LP33.tv, the experimental music site that was once called myAWOL (but changed its name to avoid confusion with MyAOL), has launched to the public. The site will compete against a strong field of competitors like MySpace Music, but hopes to distinguish itself with a dedicated content production team and an innovative approach to signing new artists, as well as its experienced team of executives.
At first glance, the site bears many similarities to MySpace and a host of other music sites. Artists are allowed to create profile pages, which they can use to stream their music for free in an effort to increase exposure. But LP33.tv is adopting a somewhat unique approach to driving traffic to each of these bands. The site’s editors handpick the most promising musicians from the crowd and feature them in original TV-like video content that is similar to MTV’s Total Request Live program. In the future, the site will also give some of its most popular artists the chance to sign on to its own record label (though this is still a ways off).
Because the site has a heavy focus on producing new, unique content multiple times a week, it can effectively be used by its visitors as an “MTV for the web” (the actually plays music). Unlike most music sites, users don’t have to explore the site to find a potentially good artist – they can sit back and see what bands they like on the site’s free shows. Alternatively, LP33.tv features a rich social network, which allows users to swap favorite bands as they would on other music-based sites.
The site also has an array of tools for artists, which allow them to create and sell ringtones, merchandise, and their music. Artists and their fans can also embed the LP33.tv video player throughout the web, which allows them to play entire playlists of their favorite videos.

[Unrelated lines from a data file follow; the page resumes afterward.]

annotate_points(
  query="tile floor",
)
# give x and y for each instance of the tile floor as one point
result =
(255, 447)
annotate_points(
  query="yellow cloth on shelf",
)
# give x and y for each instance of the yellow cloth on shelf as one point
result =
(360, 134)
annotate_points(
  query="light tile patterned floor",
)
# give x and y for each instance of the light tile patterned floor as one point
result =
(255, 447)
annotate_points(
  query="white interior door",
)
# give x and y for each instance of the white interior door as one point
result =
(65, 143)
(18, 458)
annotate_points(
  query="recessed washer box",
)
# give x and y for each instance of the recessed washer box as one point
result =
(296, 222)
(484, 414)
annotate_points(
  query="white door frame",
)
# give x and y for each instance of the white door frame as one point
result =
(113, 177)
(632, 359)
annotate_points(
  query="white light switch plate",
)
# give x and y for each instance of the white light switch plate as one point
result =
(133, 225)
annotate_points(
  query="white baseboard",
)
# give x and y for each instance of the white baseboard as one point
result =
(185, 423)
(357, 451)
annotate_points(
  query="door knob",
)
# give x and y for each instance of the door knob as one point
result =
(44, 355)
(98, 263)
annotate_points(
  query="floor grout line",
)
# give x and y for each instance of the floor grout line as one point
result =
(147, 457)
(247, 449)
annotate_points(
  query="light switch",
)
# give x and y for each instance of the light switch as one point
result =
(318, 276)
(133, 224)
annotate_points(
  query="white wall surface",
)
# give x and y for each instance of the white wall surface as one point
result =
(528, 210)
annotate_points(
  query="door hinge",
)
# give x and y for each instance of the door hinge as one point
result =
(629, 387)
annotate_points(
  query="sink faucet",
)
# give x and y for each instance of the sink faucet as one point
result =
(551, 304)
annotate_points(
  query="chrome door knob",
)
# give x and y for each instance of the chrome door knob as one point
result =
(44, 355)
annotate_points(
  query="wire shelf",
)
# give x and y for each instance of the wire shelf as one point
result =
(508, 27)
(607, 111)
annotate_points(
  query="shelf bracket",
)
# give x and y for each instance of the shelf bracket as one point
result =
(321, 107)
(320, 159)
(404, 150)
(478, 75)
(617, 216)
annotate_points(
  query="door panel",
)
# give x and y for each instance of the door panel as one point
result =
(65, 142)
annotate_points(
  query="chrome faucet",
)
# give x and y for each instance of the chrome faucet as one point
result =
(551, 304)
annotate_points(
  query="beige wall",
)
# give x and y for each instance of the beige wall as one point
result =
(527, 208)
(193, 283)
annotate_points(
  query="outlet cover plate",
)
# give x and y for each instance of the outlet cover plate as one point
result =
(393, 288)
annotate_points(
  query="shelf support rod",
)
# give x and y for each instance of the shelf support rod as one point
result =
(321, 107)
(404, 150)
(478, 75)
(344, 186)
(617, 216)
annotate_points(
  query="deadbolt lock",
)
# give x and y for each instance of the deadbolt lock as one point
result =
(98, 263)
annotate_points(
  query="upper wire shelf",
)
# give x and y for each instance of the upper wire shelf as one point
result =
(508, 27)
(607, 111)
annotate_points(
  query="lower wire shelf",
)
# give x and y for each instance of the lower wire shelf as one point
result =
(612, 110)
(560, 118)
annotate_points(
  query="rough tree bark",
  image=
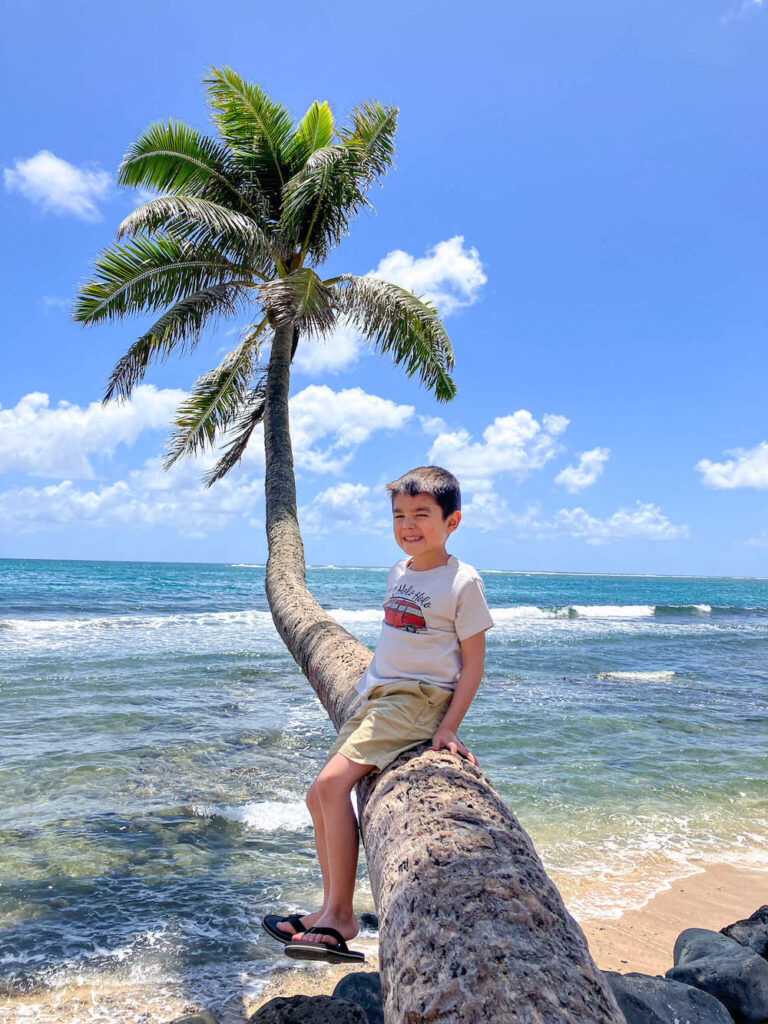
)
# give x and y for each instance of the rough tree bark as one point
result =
(471, 928)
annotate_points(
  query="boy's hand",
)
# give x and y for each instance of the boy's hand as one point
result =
(445, 737)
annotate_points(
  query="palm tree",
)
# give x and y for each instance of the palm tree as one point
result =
(242, 223)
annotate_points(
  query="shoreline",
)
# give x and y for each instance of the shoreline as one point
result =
(641, 940)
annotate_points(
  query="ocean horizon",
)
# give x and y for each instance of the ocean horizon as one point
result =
(159, 739)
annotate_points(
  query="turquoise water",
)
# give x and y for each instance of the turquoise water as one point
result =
(158, 739)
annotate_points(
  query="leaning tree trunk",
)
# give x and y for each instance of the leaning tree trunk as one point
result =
(471, 928)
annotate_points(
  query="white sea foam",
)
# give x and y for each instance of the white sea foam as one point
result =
(261, 816)
(356, 614)
(651, 677)
(613, 610)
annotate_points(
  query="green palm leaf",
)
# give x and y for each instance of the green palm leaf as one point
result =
(396, 322)
(252, 413)
(314, 131)
(203, 221)
(300, 298)
(254, 126)
(173, 158)
(320, 202)
(148, 273)
(372, 137)
(177, 330)
(215, 399)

I really like the idea behind LP33.tv – it’s a new approach to helping bands gain exposure, and gives them an alternative to the traditional music labels that are growing significanty less appealing. That said, the execution needs some work. Artist storefronts consist of very basic shopping widgets that look very bland, and the site only supports PayPal for the time being (though it will be implementing support for more payment methods in the near future). I also find some of the UI choices to be unintuitive, with some key features appearing as tiny links that could easily be lost among the dozens of photos and video clips. Then again, I could have said the same thing about MySpace’s old layout, which obviously hasn’t hindered that site.
LP33.tv’s consumer site is only part of the company’s effort to serve the rapidly evolving music scene. Last month the company launched The MIDB, a site that aims to become a database for all music-related professionals.